「それいいね」と延命への「口実」に飛びつく首相 小沢氏は泡盛飲みながら「早晩退陣だ」





「1・5次」補正予算案の編成に、新たな法案成立への意欲…。菅直人首相が退陣というゴールテープの前に、次々とハードルを置いている。いったいどこまで走り続けるつもりなのか。「政治空白」の長期化を懸念する与野党議員は、呆然(ぼうぜん)と立ち尽くしている。



 「それいいね」



 首相は今月上旬、民主党幹部から「被災地の漁業を再開するには氷が必要だ」と助言されると、即座に反応した。



 11日に岩手県釜石市を視察した際にも「氷の問題」を強調。そして14日の閣僚懇談会で、この問題も含めた追加的な震災復旧策を盛り込む「1・5次」補正予算案の編成を打ち上げた。野田佳彦財務相にすら根回しなしの“独走”だった。



 14日の参院東日本大震災復興特別委員会では、太陽光など再生可能エネルギーの取り組みにも並々ならぬ意欲を示した。



 2日の民主党代議士会で退陣表明したはずの首相だが、むしろ以前にも増して精力的なところを見せている。復興基本法案、特例公債法案、被災地のがれき撤去…。連日のように“決意表明”を続ける。



 「近々、辞めるのに何を頑張ろうとしているのか。
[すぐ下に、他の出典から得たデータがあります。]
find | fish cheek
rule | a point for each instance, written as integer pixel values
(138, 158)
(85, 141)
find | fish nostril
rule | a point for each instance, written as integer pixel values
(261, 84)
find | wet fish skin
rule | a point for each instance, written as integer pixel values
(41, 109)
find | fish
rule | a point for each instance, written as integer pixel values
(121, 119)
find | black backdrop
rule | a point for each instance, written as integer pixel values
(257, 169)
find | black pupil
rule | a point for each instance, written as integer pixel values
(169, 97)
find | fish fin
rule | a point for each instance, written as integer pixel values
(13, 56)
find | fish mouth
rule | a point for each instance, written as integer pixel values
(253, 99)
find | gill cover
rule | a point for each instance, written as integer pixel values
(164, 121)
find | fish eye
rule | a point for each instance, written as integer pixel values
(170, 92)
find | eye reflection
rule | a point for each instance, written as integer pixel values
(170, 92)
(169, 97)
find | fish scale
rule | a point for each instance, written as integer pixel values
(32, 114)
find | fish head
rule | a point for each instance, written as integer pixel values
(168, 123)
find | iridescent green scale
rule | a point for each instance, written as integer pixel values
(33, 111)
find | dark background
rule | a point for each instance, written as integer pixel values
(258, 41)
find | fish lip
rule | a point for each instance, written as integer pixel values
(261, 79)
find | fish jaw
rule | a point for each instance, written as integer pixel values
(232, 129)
生きているか死んでいるか分からない最高指導者が次々と構想を出せば、かえって混乱と不幸を呼ぶ」



 この日の震災特別委で、自民党の丸山和也氏は執(しつ)拗(よう)に早期辞任を勧めたが、首相は財政再建と社会保障の立て直しを挙げ、続投への意欲を示した。



 みんなの党の松田公太氏から政治空白の責任を問われても、動じなかった。 



 「私が辞めると言って原子力事故が収束するのなら、すぐにでも辞める」



 「いつ辞めようと思っていたとしても公にはしないし、前日に決断することもある」



 内閣不信任決議案の否決で「信任」を受けたと言わんばかりに、首相は強気な発言に終始した。 



 もっとも、野党は菅首相の下では復興基本法案などを除く法案の審議を拒否する方針で、国会運営の見通しは立たない。民主党は14日、自民党に会期の大幅延長を打診したが、首相が居座り続ければ、2次補正成立は「かえって遅れる」(渡部恒三最高顧問)。首相の存在が復興の妨げになっているのは明らかだ。